Alternatively, if we could define the selectors/config/etc in a "parent Scraper" and then define the URL in the "child Scraper" that would also work.
Cahyo
complete
Cahyo
Please check the latest changelog post for information related to this request. Thanks!
Cahyo
planned
Cahyo
I've been wanting to tackle this one. Currently, it's not flexible enough.
Maybe the URL should be inside the Scraper, or it should behave as a "default URL" in case you do not provide a new one when scraping through the UI or API.
Sharing extractors also sounds good.
Will think about this tomorrow. Thanks John!
J
John
Another (perhaps simpler) way to accomplish this would be to allow Extractors to be shared across Scrapers.

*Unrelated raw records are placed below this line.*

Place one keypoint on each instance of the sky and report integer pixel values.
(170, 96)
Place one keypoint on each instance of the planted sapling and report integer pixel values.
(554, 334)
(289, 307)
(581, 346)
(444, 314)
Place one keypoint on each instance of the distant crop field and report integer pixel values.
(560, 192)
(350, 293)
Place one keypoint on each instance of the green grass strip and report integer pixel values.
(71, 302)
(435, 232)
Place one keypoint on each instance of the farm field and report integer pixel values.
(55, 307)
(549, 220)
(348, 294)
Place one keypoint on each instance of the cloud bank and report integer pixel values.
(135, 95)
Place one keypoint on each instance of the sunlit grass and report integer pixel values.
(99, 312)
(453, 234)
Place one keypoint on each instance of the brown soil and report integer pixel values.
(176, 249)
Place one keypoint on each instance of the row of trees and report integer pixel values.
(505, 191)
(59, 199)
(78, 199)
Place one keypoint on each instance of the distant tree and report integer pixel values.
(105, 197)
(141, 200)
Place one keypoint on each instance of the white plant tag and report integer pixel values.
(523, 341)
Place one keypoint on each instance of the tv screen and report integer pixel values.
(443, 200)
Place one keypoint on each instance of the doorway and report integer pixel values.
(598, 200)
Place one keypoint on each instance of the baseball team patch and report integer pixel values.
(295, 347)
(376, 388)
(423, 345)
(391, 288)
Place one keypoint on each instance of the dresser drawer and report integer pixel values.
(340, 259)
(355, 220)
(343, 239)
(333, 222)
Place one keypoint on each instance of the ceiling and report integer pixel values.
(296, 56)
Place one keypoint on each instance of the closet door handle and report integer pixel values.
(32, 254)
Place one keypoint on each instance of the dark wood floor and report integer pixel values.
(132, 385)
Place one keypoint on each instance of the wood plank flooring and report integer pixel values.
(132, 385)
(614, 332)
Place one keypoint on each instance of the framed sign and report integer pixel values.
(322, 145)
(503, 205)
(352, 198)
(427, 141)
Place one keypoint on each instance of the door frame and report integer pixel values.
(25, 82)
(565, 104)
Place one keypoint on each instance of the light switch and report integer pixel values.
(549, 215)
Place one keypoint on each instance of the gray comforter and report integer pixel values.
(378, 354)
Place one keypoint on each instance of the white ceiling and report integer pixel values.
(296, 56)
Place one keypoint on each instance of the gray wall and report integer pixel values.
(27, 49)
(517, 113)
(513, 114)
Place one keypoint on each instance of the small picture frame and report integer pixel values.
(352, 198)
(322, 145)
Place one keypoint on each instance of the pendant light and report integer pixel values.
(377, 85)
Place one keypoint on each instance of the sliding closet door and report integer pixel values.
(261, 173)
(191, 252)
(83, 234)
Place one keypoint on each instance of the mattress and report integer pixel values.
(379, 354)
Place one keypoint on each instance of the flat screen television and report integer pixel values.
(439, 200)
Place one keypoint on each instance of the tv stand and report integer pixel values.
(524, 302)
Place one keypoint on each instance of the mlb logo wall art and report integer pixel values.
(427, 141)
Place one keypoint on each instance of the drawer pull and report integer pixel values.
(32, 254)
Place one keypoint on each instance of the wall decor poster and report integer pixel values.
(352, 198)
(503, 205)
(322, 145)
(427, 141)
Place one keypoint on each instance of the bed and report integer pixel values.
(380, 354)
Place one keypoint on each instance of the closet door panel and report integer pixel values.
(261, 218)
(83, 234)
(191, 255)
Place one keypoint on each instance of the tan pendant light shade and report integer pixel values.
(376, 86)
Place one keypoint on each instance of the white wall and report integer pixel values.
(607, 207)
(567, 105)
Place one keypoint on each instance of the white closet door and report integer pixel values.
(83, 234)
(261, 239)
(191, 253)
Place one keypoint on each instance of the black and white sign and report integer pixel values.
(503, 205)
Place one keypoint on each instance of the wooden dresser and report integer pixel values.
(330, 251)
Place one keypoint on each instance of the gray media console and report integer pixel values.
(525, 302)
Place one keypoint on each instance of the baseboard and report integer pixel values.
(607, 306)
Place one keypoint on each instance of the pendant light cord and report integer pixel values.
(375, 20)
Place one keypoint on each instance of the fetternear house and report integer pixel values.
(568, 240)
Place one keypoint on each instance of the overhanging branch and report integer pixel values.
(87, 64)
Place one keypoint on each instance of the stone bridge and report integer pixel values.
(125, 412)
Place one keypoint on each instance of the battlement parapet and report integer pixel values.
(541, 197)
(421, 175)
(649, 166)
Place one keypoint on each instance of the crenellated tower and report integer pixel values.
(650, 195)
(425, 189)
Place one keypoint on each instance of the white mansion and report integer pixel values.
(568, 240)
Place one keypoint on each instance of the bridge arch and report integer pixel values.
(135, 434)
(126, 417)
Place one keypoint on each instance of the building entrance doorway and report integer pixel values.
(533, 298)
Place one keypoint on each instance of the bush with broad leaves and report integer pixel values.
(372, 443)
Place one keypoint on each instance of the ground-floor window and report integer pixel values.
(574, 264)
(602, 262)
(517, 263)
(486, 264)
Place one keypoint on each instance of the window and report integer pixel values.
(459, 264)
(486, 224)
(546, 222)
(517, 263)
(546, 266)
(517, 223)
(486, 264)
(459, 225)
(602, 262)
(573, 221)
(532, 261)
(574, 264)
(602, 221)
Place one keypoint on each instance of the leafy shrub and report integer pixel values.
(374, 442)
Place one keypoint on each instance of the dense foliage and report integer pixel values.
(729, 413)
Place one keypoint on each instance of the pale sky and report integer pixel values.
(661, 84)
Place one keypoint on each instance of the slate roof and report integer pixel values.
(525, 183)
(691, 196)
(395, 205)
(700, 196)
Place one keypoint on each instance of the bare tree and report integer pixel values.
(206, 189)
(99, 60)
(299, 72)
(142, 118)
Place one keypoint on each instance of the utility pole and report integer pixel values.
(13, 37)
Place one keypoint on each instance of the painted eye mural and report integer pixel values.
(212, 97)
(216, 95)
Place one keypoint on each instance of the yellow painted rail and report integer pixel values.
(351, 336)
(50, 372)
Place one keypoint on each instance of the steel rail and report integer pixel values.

However, in that scenario we would ideally like the ability to create a new scraper via API using an existing Extractor.
Cahyo
John: I have been doing some tests regarding this feature and this is what I think we could do:
- The Scraper's URL field stays the same, but it turns to a "default URL".
- We add a new action (button) to Scrapers: advanced/targeted scraping, by providing a single or array of URLs we can override the default and scrape one or more defined URLs.
- The api endpoint /scrapers/{scraper}/run, now has an optional parameter: urls (string or array). Which does the same as the previous action we described.
Is this approach going to solve the issues you are currently facing?
Thanks!